How to Build a Multiple Regression Model for Passing Yards

R
Ruven Kotz
8 minute read

How to Build a Multiple Regression Model for Passing Yards

Predicting NFL quarterback passing yards is one of the most popular challenges in sports analytics, and for good reason. QB passing yards props are among the most liquid betting markets, with lines typically ranging from 220-280 yards for starting quarterbacks. Fantasy football players obsess over these projections, and daily fantasy sports platforms like DraftKings weight passing yards heavily in their scoring systems. But here's the brutal truth I learned building this model: even with sophisticated statistical approaches, accurately predicting passing yards is incredibly difficult.

In this tutorial, I'll walk you through building a multiple regression model using Parlay Savant, a tool that removes the technical friction of data collection and analysis. We'll gather historical quarterback data, build a predictive model incorporating multiple statistical factors, make real predictions, and then test those predictions against actual NFL results. I'll be honest about both the successes and spectacular failures along the way. By the end, you'll understand why sports prediction is so challenging and have realistic expectations about what statistical models can and cannot do.

Step 1: Getting the Data with Parlay Savant

I started by prompting Parlay Savant to gather comprehensive quarterback data that would give me the foundation for a multiple regression model:

Get quarterback passing stats with team and opponent information for the past 2 seasons to build a comprehensive dataset. Include passing attempts, completions, yards, touchdowns, interceptions, completion percentage, passer rating, team points, opponent points, weather data, and home/away status. Focus on games with at least 10 passing attempts and completed regular season games only.
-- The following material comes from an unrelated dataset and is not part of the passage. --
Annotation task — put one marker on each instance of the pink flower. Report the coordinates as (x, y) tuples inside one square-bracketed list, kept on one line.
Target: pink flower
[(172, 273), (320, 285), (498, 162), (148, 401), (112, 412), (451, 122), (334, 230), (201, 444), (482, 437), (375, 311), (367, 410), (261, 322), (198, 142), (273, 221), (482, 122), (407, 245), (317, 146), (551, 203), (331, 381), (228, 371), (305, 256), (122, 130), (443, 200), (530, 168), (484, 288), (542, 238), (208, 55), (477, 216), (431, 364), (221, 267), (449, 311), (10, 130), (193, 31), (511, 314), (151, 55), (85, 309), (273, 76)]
Parlay Savant processed this request by generating a complex SQL query that joined multiple tables - player_game_stats, players, games, teams, team_game_stats, and weather. The query used proper filtering for position='QB', minimum attempts, completed games, and regular season only. It also calculated completion percentages on the fly and handled the home/away logic by comparing team_id with home_team_id.

The resulting dataset was impressive: 500 records covering 69 quarterbacks from the 2024 and 2025 seasons. Here's a sample of what we got:

quarterbackseasonweekopponentpassing_attemptspassing_yardshome_away
Josh Allen20253Miami Dolphins28213home
Tua Tagovailoa20253Buffalo Bills34146away
Russell Wilson20252Dallas Cowboys41450away
Dak Prescott20252New York Giants52361home
Jared Goff20252Chicago Bears28334home

What surprised me was the massive variance in the data. Passing yards ranged from 24 to 509 yards, with a mean of 224.1 yards and standard deviation of 79.3 yards. This immediately told me that any model would struggle with the inherent volatility of NFL passing games.

Data Distribution and Key Patterns

The correlation analysis revealed some expected relationships: completions (0.803) and passing attempts (0.707) had the strongest correlations with passing yards, while team points (0.463) showed a moderate positive relationship. Interestingly, opponent points had almost no correlation (0.104), suggesting that defensive performance isn't captured well by simple scoring metrics.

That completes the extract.